Make stochastic map simulations conditioned on a Markov matrix 'Q' and a vector of root probabilities 'pi'.

Usage

fastSimmap(tree, x, Q, pi = "equal", nsim = 1, mc.cores = 1,
  max_nshifts = 100, silence = FALSE)

Arguments

tree

a phylogenetic tree of class 'phylo'.

x

a named vector with the states observed at the tips of the tree.

Q

a Markov transition matrix for the Markov Model. This needs to be provided and the user can estimate such matrix from the observed data using any of a multitude of methods.

pi

one of 'equal' or 'madfitz'.

nsim

number of stochastic mappings to be performed conditioned on Q. NOT IMPLEMENTED YET!

mc.cores

same as in 'parallel::mclapply'. This is used to make multiple simulations (controlled with the argument 'nsim') by calling 'parallel::mclapply'.

max_nshifts

allocate the max number of events in any given branch. See 'Details'.

silence

if function should stop printing messages. This will also stop checks for data format and some informative errors.

Value

A stochastic mapped phylogeny of class 'simmap'.

Details

This function is a simplification of Revell's 'phytools::make.simmap' function. Here the stochastic mapping is performed conditioned on a given Markov matrix and a vector of probabilities for the root node. This allows users to fit the Mk model using any preferred method and use this function to perform the stochastic mapping on the tree.

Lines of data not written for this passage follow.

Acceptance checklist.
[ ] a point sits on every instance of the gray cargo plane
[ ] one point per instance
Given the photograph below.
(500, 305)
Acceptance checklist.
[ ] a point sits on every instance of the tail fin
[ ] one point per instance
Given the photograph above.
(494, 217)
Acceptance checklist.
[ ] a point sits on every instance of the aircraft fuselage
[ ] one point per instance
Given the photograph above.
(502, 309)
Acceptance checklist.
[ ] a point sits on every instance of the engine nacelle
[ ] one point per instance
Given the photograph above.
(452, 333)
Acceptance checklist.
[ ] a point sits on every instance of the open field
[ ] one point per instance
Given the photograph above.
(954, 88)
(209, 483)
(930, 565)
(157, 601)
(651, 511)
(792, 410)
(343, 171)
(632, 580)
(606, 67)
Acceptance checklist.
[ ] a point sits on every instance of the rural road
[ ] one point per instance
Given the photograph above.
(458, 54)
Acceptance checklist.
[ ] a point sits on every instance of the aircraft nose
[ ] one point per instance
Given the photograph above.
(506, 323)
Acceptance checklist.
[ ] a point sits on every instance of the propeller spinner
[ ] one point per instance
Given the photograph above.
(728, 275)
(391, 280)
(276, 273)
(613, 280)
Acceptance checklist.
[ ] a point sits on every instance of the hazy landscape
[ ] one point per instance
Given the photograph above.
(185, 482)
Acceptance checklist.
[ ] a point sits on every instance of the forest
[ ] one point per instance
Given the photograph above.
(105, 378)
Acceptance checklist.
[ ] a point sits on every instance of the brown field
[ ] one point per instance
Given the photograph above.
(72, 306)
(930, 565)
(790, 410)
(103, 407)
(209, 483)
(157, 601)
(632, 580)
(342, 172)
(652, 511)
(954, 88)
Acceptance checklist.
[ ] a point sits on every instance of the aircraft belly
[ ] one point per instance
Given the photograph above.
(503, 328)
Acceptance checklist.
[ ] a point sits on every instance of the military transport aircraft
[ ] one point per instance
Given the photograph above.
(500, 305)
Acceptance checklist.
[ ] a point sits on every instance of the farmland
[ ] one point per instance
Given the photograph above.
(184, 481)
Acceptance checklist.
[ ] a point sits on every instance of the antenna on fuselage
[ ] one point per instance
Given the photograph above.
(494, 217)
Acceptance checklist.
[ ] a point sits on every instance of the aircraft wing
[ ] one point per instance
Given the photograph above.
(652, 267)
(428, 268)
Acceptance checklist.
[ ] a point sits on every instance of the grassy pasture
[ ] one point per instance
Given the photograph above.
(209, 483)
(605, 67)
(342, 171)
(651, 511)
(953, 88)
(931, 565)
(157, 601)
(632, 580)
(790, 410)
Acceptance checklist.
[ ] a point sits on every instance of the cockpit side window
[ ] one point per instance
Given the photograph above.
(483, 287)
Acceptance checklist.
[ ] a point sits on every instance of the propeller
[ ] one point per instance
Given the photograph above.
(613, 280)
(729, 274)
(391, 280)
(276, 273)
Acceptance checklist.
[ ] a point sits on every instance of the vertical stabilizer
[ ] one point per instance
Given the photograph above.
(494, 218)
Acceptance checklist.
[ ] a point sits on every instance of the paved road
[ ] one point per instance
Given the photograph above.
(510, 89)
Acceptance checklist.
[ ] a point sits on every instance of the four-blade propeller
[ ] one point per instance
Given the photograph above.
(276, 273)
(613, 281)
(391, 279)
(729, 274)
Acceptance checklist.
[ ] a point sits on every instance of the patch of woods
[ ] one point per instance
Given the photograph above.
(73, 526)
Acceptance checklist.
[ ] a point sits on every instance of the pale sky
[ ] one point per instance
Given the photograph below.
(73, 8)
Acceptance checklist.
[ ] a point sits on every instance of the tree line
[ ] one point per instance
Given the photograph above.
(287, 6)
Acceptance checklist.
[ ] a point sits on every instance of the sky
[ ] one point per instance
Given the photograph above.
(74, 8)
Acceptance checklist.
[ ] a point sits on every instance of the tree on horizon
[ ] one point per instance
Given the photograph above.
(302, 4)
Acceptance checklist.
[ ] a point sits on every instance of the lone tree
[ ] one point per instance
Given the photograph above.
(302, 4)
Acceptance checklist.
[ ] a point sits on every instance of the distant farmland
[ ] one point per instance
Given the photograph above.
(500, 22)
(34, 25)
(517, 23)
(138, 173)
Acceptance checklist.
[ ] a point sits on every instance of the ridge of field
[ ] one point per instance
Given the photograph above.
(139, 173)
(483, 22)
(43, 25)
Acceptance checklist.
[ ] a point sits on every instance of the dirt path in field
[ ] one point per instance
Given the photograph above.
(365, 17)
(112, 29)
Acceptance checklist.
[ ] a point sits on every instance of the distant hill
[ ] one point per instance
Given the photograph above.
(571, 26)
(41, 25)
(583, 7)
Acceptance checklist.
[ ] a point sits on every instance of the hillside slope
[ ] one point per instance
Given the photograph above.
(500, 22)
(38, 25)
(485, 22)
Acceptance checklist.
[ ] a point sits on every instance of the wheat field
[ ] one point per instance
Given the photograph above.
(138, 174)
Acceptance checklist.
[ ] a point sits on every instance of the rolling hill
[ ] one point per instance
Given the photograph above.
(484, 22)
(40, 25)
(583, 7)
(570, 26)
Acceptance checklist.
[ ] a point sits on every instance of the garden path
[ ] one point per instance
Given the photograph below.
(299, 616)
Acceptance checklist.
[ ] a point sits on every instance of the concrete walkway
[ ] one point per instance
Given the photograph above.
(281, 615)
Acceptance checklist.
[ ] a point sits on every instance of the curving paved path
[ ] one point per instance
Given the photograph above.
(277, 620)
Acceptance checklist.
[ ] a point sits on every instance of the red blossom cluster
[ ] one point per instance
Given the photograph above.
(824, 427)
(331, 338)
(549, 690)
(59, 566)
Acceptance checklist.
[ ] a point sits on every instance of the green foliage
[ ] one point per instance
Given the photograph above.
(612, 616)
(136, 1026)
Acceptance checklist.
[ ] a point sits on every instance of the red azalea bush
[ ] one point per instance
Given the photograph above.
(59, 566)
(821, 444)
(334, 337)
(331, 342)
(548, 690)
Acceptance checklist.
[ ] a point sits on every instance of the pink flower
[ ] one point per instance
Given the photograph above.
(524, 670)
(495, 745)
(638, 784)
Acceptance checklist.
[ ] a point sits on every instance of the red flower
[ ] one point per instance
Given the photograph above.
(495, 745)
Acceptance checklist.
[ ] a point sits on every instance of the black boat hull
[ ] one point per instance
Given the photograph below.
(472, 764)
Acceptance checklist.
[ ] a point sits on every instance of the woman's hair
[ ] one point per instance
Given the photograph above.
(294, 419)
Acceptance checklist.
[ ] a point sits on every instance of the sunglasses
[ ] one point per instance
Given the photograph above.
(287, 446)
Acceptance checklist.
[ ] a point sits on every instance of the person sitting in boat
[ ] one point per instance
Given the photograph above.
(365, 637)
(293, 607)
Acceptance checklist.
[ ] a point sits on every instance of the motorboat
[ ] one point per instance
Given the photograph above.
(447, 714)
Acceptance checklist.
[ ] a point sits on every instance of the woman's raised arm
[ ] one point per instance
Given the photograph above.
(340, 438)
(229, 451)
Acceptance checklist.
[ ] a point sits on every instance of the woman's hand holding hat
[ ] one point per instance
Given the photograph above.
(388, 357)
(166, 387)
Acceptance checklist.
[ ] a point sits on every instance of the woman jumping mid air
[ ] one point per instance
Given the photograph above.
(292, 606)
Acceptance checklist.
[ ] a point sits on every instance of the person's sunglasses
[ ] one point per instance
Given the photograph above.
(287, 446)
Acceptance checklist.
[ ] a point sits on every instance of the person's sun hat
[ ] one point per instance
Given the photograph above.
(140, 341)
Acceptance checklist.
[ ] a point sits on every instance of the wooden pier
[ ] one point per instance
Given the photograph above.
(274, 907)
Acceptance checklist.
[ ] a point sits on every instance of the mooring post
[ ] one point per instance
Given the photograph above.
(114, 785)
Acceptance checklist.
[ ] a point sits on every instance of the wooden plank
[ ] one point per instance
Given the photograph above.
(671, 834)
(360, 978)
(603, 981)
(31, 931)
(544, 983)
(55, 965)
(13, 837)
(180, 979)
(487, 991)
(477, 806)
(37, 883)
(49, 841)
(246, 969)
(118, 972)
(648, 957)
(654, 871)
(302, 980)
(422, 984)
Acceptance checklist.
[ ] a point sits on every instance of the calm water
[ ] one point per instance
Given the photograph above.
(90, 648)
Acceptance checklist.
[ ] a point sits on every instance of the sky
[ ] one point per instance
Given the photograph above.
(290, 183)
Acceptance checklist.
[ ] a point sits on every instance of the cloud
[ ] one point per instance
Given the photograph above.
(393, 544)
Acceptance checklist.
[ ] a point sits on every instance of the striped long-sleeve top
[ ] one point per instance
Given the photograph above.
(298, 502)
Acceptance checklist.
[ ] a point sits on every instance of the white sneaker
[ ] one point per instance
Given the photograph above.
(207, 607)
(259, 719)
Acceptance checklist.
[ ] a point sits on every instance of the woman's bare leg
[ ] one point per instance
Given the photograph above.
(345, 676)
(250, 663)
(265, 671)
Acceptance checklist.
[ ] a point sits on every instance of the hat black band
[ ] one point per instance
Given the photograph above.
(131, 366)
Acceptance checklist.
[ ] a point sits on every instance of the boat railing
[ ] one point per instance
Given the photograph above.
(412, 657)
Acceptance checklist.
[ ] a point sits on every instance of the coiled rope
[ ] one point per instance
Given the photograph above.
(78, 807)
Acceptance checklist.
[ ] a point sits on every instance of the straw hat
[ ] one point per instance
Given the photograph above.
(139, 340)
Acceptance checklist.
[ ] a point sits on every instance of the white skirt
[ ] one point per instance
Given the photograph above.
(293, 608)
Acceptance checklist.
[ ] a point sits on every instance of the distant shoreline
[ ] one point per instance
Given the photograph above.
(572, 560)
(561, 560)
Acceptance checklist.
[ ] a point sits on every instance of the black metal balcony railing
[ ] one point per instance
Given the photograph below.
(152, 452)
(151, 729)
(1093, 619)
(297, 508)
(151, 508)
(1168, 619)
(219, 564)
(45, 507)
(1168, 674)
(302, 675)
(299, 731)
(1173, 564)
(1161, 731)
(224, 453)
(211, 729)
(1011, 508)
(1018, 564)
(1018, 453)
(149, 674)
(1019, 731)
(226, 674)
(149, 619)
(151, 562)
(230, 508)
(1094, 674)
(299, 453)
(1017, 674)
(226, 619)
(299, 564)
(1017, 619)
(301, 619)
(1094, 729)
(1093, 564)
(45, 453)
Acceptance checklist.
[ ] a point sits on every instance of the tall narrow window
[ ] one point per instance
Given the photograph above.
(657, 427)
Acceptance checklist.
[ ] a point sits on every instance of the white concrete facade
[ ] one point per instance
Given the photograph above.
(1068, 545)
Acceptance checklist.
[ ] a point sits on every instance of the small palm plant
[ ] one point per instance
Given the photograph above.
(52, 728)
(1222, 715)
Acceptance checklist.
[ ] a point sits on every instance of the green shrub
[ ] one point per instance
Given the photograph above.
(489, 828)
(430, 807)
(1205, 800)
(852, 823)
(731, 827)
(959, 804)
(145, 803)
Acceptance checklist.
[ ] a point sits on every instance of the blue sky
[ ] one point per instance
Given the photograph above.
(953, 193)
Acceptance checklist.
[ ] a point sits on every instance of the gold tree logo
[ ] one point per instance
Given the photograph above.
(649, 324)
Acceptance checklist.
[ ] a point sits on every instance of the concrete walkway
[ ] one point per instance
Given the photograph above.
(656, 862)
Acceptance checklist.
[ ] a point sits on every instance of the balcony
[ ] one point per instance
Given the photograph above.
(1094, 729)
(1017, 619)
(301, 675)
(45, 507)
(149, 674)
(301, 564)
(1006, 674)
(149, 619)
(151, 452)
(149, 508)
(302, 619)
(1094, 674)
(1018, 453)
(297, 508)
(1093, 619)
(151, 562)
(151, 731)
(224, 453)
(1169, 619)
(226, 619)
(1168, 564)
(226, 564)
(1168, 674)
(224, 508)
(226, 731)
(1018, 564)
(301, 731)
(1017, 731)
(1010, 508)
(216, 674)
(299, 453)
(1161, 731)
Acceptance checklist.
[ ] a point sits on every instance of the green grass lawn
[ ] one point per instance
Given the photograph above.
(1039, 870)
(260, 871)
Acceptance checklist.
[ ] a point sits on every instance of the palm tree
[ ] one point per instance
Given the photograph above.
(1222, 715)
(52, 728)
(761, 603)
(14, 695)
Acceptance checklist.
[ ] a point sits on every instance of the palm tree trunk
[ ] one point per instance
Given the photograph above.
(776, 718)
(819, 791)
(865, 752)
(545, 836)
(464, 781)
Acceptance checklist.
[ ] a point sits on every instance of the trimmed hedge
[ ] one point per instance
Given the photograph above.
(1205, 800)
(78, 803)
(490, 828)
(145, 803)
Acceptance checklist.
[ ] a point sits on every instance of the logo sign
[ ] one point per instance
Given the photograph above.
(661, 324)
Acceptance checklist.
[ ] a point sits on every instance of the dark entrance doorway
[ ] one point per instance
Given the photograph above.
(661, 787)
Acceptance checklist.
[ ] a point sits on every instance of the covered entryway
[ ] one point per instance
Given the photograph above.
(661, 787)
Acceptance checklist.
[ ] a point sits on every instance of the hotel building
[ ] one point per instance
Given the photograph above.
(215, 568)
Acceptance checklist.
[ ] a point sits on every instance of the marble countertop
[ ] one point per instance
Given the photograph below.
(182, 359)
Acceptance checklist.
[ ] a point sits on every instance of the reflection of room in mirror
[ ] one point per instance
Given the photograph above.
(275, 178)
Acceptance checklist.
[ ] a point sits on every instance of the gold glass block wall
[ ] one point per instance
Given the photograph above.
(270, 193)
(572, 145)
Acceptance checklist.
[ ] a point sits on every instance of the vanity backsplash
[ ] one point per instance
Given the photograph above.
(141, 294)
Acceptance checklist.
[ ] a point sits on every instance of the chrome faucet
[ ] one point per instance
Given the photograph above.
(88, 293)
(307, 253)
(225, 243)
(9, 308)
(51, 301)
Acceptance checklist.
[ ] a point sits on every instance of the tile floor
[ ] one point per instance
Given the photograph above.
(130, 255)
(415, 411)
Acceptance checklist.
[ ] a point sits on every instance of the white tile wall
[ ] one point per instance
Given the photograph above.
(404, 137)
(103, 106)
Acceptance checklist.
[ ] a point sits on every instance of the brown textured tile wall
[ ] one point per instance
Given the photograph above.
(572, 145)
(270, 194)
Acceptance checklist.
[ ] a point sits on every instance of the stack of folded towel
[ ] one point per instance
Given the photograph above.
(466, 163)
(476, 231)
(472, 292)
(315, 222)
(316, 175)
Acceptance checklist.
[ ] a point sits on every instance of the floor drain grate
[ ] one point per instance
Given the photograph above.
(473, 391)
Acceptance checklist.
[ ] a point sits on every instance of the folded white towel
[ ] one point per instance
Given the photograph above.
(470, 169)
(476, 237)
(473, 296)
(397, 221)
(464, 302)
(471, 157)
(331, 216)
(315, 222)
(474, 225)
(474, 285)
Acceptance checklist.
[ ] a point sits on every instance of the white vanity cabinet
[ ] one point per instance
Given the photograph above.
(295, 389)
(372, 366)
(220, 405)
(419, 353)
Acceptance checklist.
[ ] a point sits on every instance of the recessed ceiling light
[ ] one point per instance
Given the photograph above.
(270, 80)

The prior probabilities at the root can be set to "equal" (i.e., all states have the same probability to be observed at the root) or to "madfitz" (i.e., state probabilities follow the likelihood of the Mk model).

The argument 'max_nshifts' controls the max number of state changes in any given branch of the phylogeny. This sets the size of the "buffer" that records the events that happen on the branches. It has no influence in the model, it is only a contraint of the fast implementation of the stochastic mapping algorithm. Set this value to a high enough number (i.e., more changes that can possibly happen at any given branch).

The reduced time is accomplished by using compiled code to perfom simulations ( C++ ). All calculations are the same as Revell's original function.